With RBA keeping rates unchanged for years to come while keeping stimulus on the table if required, Aussie dollar could remain weak for now. Short AUD/USD?
- The Reserve Bank of Australia (RBA) kept rates unchanged as widely expected, with the bank previously signalling that interest rates will remain extremely low for years to come.
- RBA Governor Lowe said the nature and speed of the economic recovery was “highly uncertain.”
- He also said, “The uncertainty about the health situation and future strength of the economy is making many households and businesses cautious, and this is affecting consumption and investment plans.”
- Even though Australian consumer spending rose, most of the spending are on household goods and groceries, instead of services such as travel and entertainment.
- One main concern that could cripple Australia’s current recovery momentum is the fiscal cliff in September. Most of the stimulus will be expiring in September and the economy could take a hit.

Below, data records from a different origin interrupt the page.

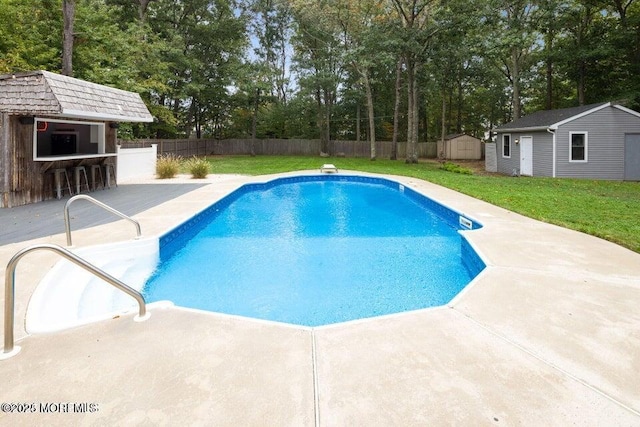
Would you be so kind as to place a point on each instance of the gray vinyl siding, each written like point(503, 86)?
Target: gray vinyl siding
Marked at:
point(605, 144)
point(542, 154)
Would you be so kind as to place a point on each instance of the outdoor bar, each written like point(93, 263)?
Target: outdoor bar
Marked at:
point(58, 135)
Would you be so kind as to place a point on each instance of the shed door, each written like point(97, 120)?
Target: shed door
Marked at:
point(526, 155)
point(632, 157)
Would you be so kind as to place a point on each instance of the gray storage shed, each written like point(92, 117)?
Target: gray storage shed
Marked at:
point(597, 141)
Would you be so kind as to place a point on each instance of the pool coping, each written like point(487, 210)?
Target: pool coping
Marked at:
point(550, 350)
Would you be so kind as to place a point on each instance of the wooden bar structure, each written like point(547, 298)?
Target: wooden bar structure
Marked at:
point(48, 122)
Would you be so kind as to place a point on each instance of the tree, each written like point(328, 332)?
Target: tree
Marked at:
point(68, 14)
point(416, 17)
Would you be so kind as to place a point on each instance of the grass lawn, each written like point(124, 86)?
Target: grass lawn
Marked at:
point(607, 209)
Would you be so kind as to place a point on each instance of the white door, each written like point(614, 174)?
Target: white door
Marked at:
point(526, 155)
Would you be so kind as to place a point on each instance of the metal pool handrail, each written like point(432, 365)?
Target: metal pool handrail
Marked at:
point(9, 289)
point(67, 223)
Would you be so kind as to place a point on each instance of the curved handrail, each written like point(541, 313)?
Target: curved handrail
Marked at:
point(9, 287)
point(67, 223)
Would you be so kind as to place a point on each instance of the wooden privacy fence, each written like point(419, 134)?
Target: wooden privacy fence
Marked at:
point(275, 147)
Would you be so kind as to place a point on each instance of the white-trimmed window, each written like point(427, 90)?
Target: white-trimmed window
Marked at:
point(578, 147)
point(506, 145)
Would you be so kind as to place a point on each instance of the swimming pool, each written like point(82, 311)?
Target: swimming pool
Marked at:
point(316, 250)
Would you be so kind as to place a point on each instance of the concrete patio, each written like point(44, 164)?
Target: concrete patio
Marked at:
point(548, 334)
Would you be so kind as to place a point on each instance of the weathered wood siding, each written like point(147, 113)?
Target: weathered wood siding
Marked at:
point(24, 181)
point(605, 144)
point(274, 147)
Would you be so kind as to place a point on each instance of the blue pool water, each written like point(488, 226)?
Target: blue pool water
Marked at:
point(315, 251)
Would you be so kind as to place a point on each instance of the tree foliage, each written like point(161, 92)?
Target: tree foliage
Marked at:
point(409, 70)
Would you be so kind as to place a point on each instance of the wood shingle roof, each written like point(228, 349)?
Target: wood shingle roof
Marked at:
point(46, 93)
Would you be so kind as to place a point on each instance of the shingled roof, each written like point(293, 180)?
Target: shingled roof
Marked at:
point(50, 94)
point(545, 119)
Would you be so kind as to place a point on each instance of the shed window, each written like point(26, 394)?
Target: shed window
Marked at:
point(506, 145)
point(578, 147)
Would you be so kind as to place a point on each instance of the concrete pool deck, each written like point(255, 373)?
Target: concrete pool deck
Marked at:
point(548, 334)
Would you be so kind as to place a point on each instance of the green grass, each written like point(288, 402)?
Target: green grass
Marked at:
point(607, 209)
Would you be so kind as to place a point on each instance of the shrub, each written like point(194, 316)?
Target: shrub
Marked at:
point(452, 167)
point(197, 167)
point(167, 166)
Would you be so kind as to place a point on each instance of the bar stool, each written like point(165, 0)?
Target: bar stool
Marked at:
point(110, 174)
point(59, 174)
point(96, 169)
point(78, 172)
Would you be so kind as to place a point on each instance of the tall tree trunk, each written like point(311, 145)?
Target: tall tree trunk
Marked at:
point(582, 77)
point(358, 122)
point(68, 15)
point(254, 122)
point(412, 113)
point(549, 38)
point(515, 75)
point(370, 112)
point(396, 111)
point(443, 128)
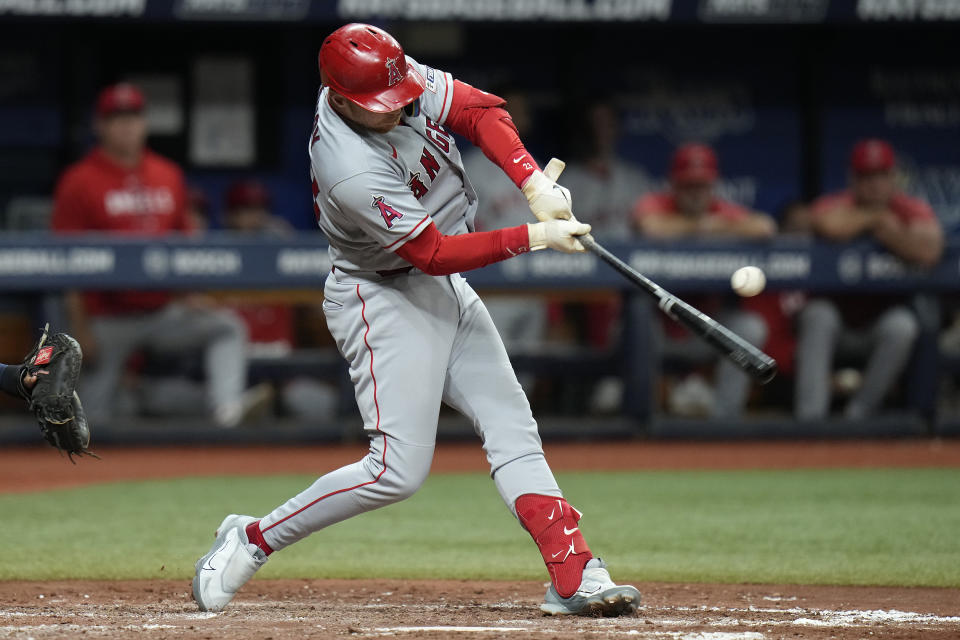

- The biggest risk will be the AU$75 billion home loan default cliff when JobKeeper payments and banks’ 6 months mortgage holiday end.
- With a weak employment rate in Australia, many mortgage holders fear that they might have to sell their home. This could cause an economic domino effect.
- Lastly, we are also seeing a resurgence of COVID-19 cases in Victoria as the news reported its largest increase with 190 cases in one day.
- All in all, we believe that the RBA will remain open for further stimulus if required.
- AUD/USD could fall lower towards 0.68500 price level.